I don’t mean to wax Joan Rivers here. In fact, nothing should be waxing Joan Rivers. But can’t we learn a little lesson from Happy Gilmour? We’ve all seen the movie. And I know you’ve all tried to hit a tee shot like Happy. But does anyone remember what he wins at the end? Yes, 10 points for the gentleman in the front row: It’s a gold jacket. it’s shiny, and it’s flashy. What more can one ask for in the new age?
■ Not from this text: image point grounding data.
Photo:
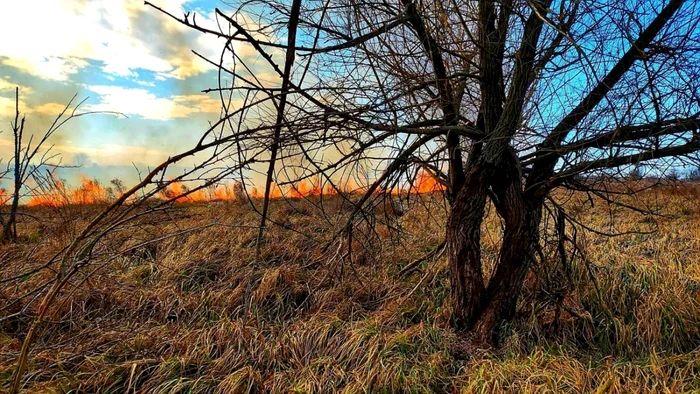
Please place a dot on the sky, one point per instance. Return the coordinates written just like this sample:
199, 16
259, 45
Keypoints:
120, 56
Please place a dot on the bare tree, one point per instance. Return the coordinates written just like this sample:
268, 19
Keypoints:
30, 155
502, 101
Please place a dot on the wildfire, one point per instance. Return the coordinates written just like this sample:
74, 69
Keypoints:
91, 192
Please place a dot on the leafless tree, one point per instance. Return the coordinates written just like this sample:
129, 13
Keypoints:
503, 101
31, 154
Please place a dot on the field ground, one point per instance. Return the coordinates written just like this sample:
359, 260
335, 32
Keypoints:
170, 317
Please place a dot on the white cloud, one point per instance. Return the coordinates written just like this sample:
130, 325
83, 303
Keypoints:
106, 154
57, 38
143, 103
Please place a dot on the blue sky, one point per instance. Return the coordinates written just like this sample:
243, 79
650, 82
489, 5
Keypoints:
122, 56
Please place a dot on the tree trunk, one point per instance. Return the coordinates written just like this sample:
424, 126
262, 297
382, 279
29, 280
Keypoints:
476, 308
464, 249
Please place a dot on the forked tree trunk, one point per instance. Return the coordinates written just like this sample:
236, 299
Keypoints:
477, 307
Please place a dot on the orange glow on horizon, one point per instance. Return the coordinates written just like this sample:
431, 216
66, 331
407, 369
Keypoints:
92, 192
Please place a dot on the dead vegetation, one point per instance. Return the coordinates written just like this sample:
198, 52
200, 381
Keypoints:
171, 316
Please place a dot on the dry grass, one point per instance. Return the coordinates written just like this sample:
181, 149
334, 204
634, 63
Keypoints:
170, 318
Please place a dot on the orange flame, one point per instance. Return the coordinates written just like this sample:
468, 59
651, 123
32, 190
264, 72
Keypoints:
91, 192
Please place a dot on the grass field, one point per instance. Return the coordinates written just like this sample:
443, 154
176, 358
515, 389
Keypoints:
171, 317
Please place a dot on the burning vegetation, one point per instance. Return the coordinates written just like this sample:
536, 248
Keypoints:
91, 191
Let’s get with the times. Golf is now pop culture. It’s cool to play. With the dawning of Tiger, the sport we all love became mainstream. And there’s nothing wrong with that, we just need to catch up. Let’s kick the good old boys in the arse. Bling, bling is taking over. The hip-hop culture is in. Throw out that green jacket, and let’s get a little more modern. It’s time to pull out the diamond-encrusted FUBU coat with the “Master’s Chizzampion” ‘do-rag in the Butler Cabin. You know what, let’s go all out. The PGA Tour will now pay for the champion to get platinum-coated teeth with the year they won across the front. No?
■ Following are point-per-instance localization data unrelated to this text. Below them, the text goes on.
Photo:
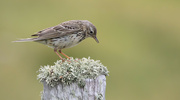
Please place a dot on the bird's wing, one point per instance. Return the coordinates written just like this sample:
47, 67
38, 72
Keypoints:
58, 31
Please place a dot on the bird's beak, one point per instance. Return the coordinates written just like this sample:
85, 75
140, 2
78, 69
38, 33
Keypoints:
95, 38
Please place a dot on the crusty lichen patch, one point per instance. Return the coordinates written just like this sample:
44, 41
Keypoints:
72, 70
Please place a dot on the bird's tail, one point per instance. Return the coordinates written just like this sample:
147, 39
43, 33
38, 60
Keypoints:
27, 40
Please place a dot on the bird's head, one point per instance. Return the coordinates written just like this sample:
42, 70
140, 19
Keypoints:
91, 30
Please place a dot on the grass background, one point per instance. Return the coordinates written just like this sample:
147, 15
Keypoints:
139, 43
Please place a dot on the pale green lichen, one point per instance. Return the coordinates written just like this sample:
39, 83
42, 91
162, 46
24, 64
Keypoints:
71, 70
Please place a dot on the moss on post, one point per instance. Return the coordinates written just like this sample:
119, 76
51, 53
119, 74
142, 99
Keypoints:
74, 79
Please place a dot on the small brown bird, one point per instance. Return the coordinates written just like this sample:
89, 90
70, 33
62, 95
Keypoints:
64, 35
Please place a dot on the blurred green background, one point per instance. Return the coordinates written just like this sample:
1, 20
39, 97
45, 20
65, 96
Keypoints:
139, 43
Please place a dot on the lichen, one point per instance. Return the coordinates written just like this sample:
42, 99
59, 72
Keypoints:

Alright, alright. Perhaps I’ve stretched too far with this one. There comes a time when sacrilege flies past the humorous right on into just plain stupid. Perhaps the green jacket does belong around Phil’s shoulders, and around the shoulders of all those who have come before him. They fended off gnashing teeth from the best players in the game, perfecting their body movement and quieting their perpetually racing thoughts to hold on through the final 18. Maybe I just envy them. Perhaps it’s simply sour grapes. But can’t we at least try to negotiate? Can we compromise? I’ll allow the green jacket simply because I will concede that it’s indeed here to stay. But can we at least think about the ‘do rag?